In the short but eventful history of molecular biology, Erwin Chargaff must rank as one of the most interesting and one of the most tragic. I also feel that he is long overdue for – if not a reassessment – than at least a re-appreciation.

Chargaff is best known for what are now called the “Chargaff Rules,” the observation that in DNA:

1) A + G = C + T
(i.e. the sum of the purines equals the sum of the pyrimidines)
2) the molar ratio of adenine to thymine = 1
3) the molar ratio of guanine to cytosine = 1

This is a simplified version of the Chargaff Rules. The truth is more complicated and more interesting (both scientifically and historically), but that is the subject of another post.

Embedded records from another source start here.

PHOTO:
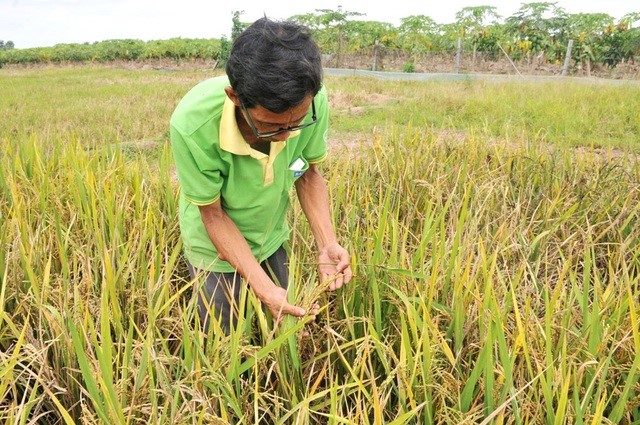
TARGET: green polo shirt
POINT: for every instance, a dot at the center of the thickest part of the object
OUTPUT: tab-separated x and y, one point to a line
213	161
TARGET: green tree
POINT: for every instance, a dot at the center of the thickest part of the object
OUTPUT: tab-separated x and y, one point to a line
418	34
8	45
473	22
225	44
330	28
588	30
537	27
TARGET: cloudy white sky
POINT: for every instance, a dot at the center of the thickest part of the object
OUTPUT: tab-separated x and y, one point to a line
35	23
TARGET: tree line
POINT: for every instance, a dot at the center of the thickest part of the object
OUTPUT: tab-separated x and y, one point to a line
538	31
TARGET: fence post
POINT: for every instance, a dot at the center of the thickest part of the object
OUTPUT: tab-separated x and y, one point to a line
459	55
567	58
374	67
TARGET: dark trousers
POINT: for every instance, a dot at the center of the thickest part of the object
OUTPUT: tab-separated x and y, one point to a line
219	294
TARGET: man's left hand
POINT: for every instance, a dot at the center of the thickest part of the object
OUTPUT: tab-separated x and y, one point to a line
333	264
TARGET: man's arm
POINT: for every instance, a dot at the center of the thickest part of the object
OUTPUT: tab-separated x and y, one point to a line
233	248
333	259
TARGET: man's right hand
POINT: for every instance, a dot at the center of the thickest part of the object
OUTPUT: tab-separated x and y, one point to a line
276	302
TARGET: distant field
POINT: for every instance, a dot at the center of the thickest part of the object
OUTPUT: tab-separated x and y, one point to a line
494	229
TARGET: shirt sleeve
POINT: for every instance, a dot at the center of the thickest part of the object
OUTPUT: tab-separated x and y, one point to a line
199	174
315	150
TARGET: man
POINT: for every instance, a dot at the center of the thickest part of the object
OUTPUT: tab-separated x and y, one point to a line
240	143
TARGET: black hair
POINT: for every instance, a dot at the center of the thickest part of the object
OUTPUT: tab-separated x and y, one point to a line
274	64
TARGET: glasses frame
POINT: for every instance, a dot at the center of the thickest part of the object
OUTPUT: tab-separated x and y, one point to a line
267	134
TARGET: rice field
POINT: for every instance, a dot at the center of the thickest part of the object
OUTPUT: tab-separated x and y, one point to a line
494	233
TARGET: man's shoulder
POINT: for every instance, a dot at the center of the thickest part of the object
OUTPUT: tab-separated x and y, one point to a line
202	104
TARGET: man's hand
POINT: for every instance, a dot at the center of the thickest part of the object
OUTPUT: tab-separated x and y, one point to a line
333	264
276	302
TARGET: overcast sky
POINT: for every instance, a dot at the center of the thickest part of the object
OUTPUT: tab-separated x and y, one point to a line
35	23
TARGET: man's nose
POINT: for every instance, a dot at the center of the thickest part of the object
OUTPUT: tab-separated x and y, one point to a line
281	137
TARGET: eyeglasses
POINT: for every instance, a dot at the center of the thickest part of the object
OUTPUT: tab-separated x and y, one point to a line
267	134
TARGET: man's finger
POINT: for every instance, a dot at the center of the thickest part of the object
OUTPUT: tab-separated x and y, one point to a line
348	274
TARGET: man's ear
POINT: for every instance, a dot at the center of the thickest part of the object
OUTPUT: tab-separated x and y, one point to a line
231	94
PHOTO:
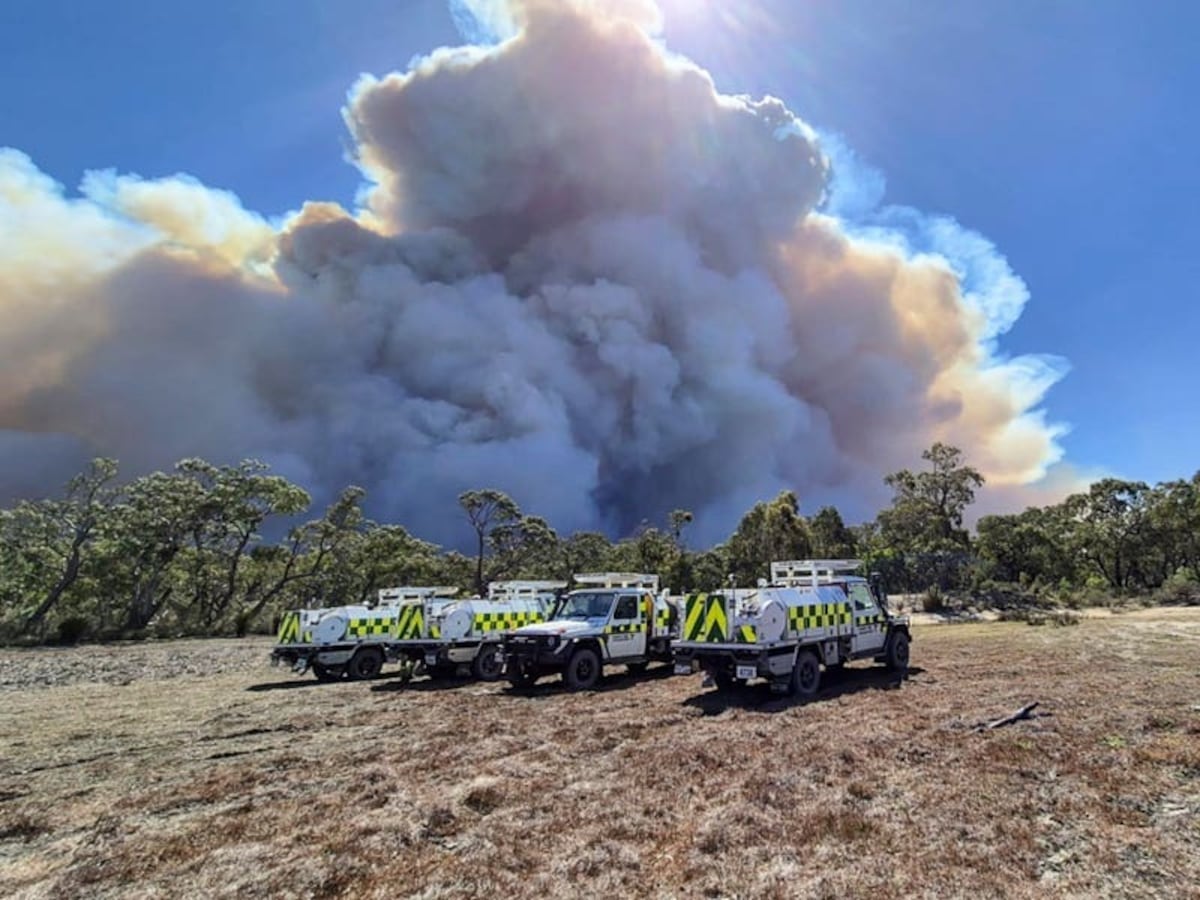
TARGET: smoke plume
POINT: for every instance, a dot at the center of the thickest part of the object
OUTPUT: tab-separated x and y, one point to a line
579	274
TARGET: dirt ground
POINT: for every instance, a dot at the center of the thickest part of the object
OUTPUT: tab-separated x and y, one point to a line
193	768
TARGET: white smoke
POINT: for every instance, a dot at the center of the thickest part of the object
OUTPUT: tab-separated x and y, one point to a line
580	274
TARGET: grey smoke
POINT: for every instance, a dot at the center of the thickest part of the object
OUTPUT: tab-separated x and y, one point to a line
581	275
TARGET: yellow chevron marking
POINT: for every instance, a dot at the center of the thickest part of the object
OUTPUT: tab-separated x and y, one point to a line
289	628
695	612
715	624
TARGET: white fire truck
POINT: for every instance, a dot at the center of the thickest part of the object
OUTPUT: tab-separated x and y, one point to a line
612	618
352	641
811	612
469	631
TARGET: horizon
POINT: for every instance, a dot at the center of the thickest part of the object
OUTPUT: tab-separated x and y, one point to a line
919	173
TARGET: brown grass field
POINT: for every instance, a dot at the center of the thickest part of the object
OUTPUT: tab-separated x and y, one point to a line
195	769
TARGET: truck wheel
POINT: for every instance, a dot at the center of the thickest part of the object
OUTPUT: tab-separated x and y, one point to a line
807	675
898	652
724	681
522	676
583	670
365	664
328	673
486	666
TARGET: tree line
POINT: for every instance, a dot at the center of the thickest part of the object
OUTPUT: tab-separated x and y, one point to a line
186	552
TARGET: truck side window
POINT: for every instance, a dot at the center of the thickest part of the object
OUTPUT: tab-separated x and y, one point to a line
627	609
862	597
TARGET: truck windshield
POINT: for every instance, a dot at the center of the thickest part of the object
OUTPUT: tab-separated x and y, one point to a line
585	606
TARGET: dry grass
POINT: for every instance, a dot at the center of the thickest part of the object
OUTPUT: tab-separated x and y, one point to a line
249	781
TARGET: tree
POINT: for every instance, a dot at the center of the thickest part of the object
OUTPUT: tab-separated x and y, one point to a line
928	507
53	535
235	503
1108	527
304	557
527	546
831	537
583	552
678	520
486	510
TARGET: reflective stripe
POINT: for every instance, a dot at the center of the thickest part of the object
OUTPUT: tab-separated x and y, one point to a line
625	629
371	628
289	628
706	619
487	622
803	618
411	623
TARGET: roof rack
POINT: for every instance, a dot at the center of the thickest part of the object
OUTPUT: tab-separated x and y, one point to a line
522	588
408	593
618	580
793	573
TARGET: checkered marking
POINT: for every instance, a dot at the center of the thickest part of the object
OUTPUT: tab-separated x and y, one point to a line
360	629
489	622
817	616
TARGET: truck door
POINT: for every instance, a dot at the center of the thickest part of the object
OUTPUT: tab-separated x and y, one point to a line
869	623
627	630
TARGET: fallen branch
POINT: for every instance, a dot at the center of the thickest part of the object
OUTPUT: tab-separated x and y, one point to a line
1023	713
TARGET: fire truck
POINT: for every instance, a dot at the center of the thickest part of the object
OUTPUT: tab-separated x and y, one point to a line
351	641
613	618
811	613
469	631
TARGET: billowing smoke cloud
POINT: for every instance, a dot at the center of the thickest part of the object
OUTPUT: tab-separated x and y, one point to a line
580	274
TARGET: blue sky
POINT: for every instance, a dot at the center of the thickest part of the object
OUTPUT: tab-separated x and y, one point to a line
1063	132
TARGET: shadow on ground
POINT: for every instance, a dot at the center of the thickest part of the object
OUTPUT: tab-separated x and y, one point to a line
309	681
834	683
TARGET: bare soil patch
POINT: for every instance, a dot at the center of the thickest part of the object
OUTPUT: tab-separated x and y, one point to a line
193	768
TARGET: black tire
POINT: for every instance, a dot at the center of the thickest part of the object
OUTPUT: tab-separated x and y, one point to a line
442	671
807	676
328	673
407	667
486	666
365	664
582	670
522	675
897	658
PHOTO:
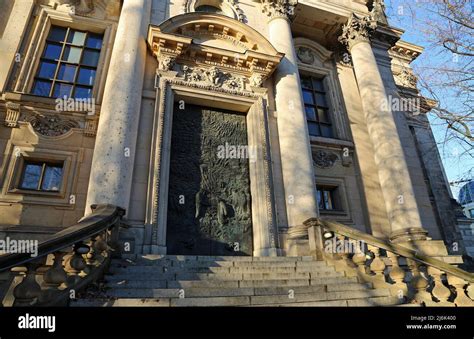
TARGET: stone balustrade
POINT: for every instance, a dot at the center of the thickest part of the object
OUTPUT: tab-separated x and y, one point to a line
67	263
411	276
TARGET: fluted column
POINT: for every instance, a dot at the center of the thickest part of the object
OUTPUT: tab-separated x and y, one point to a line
296	158
394	176
114	153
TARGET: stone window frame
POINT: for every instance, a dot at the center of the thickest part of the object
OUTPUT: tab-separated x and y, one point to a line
344	212
18	154
171	90
335	109
320	64
45	19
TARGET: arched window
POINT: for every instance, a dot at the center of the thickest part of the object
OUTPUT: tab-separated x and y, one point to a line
209	9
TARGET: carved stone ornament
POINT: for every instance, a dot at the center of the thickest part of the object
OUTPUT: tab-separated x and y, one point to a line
257	80
51	126
12	114
166	63
212	77
324	159
305	55
378	12
357	29
406	78
80	7
279	8
189	6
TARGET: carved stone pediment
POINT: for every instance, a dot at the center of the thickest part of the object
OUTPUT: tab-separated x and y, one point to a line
190	40
51	125
212	77
324	159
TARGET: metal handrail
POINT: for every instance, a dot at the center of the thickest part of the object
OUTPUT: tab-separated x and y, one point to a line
102	217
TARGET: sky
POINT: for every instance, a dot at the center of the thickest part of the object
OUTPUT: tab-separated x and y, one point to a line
457	165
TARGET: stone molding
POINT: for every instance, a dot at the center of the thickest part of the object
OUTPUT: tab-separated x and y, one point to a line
324	159
51	125
357	29
12	114
406	78
279	8
253	60
190	5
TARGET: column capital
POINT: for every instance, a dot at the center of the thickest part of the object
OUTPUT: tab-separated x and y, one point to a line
357	29
279	8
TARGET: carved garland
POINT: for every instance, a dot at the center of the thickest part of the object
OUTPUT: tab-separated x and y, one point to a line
51	126
164	85
279	8
187	7
267	172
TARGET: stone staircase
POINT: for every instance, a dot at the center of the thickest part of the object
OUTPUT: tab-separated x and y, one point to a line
154	280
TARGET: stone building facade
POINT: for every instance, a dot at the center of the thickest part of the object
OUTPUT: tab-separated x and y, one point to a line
318	93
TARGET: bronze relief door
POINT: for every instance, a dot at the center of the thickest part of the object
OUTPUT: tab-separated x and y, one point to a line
209	202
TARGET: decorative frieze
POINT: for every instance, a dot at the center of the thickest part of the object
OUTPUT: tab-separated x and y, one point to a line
90	127
51	125
212	77
12	114
324	159
406	78
357	29
305	55
279	8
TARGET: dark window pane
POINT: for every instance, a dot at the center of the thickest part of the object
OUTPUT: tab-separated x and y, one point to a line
61	90
321	100
313	129
86	76
306	82
42	88
52	178
52	51
94	41
318	85
47	69
323	115
310	113
320	200
308	97
57	33
67	72
82	92
76	38
72	54
90	58
31	176
326	131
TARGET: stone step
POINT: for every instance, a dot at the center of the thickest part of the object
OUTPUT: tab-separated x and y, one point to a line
219	270
123	302
220	276
219	264
319	296
223	292
218	258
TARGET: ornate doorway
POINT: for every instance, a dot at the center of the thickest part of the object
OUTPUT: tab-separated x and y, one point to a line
209	203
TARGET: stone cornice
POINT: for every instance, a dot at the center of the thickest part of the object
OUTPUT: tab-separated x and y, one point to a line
357	29
406	51
279	8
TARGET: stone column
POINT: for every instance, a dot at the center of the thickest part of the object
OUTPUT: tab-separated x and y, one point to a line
114	153
295	148
394	176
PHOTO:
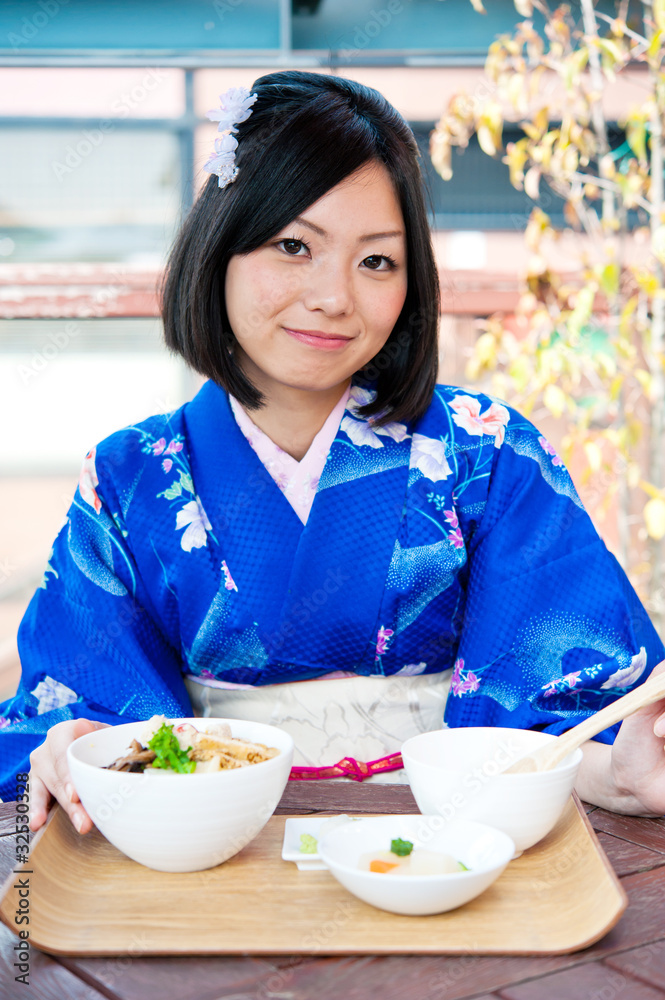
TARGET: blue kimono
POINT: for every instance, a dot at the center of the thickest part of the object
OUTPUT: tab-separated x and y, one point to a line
455	541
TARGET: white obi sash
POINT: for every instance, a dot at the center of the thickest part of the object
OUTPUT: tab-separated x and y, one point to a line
361	717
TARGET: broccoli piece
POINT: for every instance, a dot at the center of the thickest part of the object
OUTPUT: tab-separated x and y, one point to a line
169	755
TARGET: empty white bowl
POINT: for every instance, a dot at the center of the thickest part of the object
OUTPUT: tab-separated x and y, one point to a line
485	851
455	773
178	822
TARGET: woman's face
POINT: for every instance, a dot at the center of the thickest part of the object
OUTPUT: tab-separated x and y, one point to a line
320	299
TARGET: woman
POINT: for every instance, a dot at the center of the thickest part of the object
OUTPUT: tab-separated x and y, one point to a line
323	538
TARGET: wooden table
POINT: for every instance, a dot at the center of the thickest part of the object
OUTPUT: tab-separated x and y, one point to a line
627	964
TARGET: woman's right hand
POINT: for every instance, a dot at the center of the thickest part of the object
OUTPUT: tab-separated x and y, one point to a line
49	774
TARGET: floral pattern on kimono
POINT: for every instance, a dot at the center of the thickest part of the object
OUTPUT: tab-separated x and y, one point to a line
453	543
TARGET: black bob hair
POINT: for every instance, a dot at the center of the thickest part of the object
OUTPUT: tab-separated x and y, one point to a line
306	133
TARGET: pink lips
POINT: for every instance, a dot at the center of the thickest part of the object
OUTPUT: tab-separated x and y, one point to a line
317	338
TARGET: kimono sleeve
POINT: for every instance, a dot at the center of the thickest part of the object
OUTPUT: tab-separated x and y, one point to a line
90	643
553	629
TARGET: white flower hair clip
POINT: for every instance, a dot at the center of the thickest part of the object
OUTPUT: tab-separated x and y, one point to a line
235	108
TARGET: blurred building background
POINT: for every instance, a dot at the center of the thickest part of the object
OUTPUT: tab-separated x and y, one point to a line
102	140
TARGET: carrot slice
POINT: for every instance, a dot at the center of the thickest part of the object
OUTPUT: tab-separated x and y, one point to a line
381	866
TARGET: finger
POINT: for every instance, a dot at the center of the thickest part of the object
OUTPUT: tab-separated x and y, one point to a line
51	774
40	799
659	726
63	788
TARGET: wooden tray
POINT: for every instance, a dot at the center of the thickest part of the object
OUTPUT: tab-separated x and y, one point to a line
86	898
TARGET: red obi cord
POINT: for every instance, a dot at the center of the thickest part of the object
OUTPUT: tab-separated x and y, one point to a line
348	767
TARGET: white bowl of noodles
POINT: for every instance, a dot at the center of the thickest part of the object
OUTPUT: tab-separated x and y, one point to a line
179	822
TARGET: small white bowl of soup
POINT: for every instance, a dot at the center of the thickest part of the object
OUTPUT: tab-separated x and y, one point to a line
437	866
180	822
456	773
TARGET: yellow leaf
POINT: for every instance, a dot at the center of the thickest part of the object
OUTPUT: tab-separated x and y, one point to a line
654	518
609	279
626	313
486	140
654	45
615	388
532	183
516	156
554	399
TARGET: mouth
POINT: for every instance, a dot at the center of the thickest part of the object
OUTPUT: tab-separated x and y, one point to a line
318	338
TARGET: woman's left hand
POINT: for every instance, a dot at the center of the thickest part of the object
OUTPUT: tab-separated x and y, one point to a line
629	776
638	755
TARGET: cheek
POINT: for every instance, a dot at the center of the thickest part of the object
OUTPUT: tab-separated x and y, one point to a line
385	309
268	293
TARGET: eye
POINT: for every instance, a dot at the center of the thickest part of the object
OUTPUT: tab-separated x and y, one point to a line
291	246
390	262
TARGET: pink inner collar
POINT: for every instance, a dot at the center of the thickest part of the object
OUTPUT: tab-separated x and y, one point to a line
297	480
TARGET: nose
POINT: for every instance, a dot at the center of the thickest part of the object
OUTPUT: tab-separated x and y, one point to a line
329	289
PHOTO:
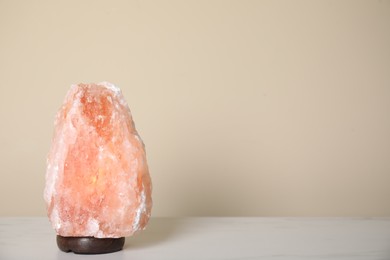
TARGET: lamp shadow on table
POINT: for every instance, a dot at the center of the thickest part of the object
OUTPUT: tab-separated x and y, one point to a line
157	231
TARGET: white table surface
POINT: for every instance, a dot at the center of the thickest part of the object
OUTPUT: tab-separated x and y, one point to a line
217	238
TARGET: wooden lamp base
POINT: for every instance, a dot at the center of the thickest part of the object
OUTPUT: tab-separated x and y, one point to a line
90	245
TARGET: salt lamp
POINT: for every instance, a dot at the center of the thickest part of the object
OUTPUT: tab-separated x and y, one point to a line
98	188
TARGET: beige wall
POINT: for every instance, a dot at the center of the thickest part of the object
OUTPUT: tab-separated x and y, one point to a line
246	107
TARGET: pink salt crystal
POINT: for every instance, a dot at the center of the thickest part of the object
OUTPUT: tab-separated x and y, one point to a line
97	178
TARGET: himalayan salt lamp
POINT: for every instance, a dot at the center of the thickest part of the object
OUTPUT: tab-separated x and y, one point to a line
98	188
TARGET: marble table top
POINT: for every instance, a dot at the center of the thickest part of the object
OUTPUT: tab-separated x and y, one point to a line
217	238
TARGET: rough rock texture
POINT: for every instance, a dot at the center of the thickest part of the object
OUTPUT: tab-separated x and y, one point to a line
97	178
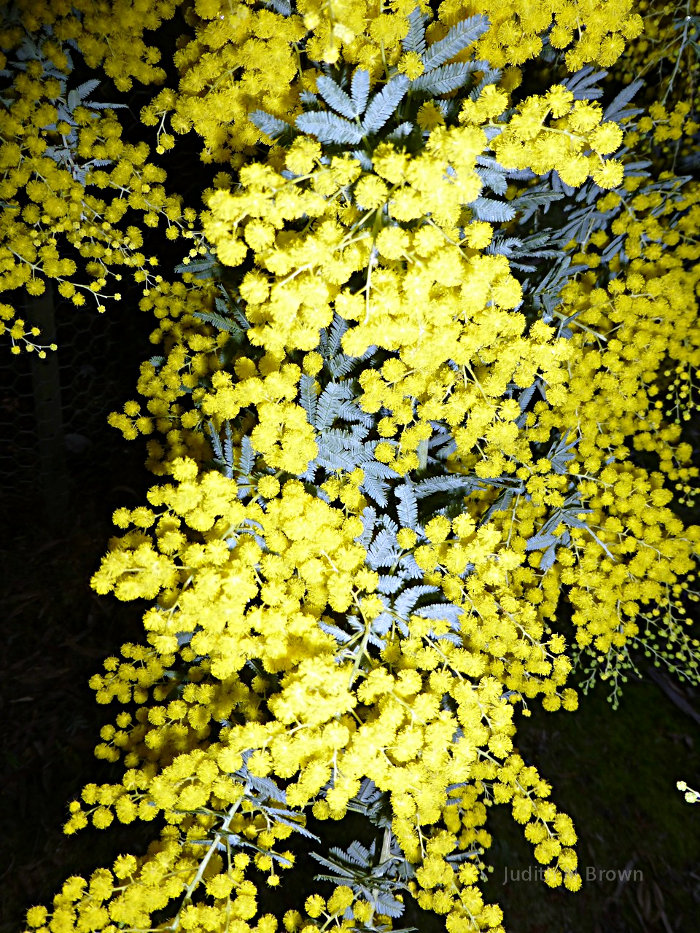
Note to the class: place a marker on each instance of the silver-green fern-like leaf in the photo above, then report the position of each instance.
(415, 40)
(329, 128)
(458, 38)
(359, 90)
(336, 97)
(383, 105)
(447, 78)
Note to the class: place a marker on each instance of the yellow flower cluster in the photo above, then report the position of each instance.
(592, 31)
(282, 668)
(51, 164)
(573, 144)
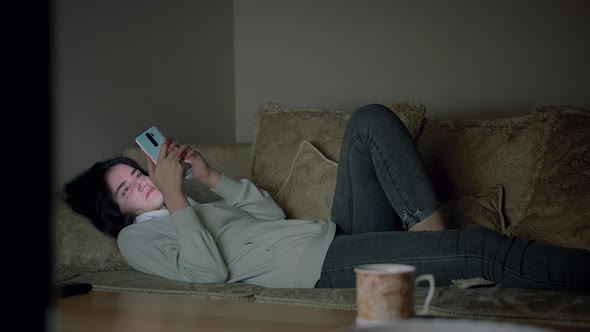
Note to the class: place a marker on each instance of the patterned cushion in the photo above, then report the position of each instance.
(281, 128)
(483, 208)
(559, 212)
(309, 189)
(465, 156)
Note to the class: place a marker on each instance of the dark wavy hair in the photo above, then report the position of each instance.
(89, 195)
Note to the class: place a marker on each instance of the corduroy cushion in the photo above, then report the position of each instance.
(309, 189)
(281, 129)
(559, 211)
(466, 156)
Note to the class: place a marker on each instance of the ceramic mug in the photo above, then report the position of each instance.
(385, 293)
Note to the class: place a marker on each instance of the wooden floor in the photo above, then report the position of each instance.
(111, 311)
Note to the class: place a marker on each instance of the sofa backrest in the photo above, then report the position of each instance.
(233, 159)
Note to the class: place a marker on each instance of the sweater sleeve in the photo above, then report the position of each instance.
(251, 199)
(191, 256)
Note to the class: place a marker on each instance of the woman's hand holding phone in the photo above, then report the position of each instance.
(200, 169)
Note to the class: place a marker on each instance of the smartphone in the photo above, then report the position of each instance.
(150, 142)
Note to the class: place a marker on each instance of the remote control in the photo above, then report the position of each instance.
(65, 289)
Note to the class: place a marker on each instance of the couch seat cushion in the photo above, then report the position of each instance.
(281, 128)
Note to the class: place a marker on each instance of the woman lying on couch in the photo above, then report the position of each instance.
(384, 211)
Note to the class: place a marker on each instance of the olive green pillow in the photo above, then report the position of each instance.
(466, 156)
(309, 190)
(281, 129)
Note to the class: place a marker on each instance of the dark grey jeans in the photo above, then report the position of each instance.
(382, 190)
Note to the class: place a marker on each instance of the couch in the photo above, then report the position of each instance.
(526, 175)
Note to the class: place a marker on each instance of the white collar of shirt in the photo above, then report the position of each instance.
(158, 213)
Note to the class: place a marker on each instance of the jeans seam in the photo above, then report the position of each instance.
(330, 271)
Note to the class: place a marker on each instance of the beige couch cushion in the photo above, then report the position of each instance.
(309, 189)
(281, 128)
(79, 247)
(559, 212)
(465, 156)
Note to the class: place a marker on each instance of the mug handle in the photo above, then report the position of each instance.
(430, 295)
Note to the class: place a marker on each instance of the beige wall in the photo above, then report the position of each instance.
(199, 69)
(123, 65)
(458, 57)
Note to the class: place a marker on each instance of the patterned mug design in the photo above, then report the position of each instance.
(385, 292)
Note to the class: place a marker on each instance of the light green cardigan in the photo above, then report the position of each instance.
(243, 238)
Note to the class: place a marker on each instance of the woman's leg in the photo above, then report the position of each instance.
(460, 254)
(381, 183)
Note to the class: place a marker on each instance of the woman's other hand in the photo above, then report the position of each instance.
(200, 169)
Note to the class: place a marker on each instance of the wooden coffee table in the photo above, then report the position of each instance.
(111, 311)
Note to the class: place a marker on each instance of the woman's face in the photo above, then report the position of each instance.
(133, 191)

Other than for his rules, Chargaff is best remembered as a fleeting character in Jim Watson’s The Double Helix where, if Rosalind Franklin appears as a villainness to be reckoned with, Chargaff is comic foil – the nub of Watson’s mockery. It wasn’t exactly fair of course, although Chargaff made himself an easy target as being a world-class expert in the art of mocking – a snob, a great admirer of the satirist Karl Kraus, sardonic, sarcastic, not afraid of making enemies. He referred to Watson and Crick as “two pitchmen in search of a helix” (1). He was classically-trained, erudite, given to obscure literary allusions, a European, a product of the Viennese fin de siecle living uneasily in America. He was claret and chateaubriand and Michaelis-Menten whereas Watson and Crick were hamburger and hotdogs, shandy and lager, two men not only ignorant of history but hostile to it, nakedly ambitious, barely literate not only of literature but of chemistry. No, it would not work. Chargaff was a biochemist and saw himself in the tradition of Staudinger and Kekulé, but he also saw himself as an outsider – perhaps as someone who loved language and literature deeply (his English was extraordinary, others must judge the quality of his native German) working amongst those who saw language as merely a tool of communication (“an outsider on the inside” (2)). It was ironic that this outsider to biochemistry found himself its most ardent defender against a new upstart science’s encroachment. “My definition, incidentally, would be that molecular biology is essentially the practice of biochemistry without a license.” Regarding his fellow scientists, he wrote “… if at one time or another I have brushed a few colleagues the wrong way, I must apologize: I had not realized that they were covered with fur” (1). He was rough with his contemporaries, but gentle with his students (2). He was a European Jew living uncomfortably, unwillingly, in New York City – a faculty member at Columbia University’s College of Physicians and Surgeons. He tried desperately to pry his mother from Hitler’s claws (his father was already dead), but failed. “My mother’s name was Rosa Silberstein. She was born in 1878 and died, only God knows where and when, having been deported into nothingness from Vienna in 1943.” He outlived his wife and his friends, and died alone, in 2002, at the age of 96, in New York City.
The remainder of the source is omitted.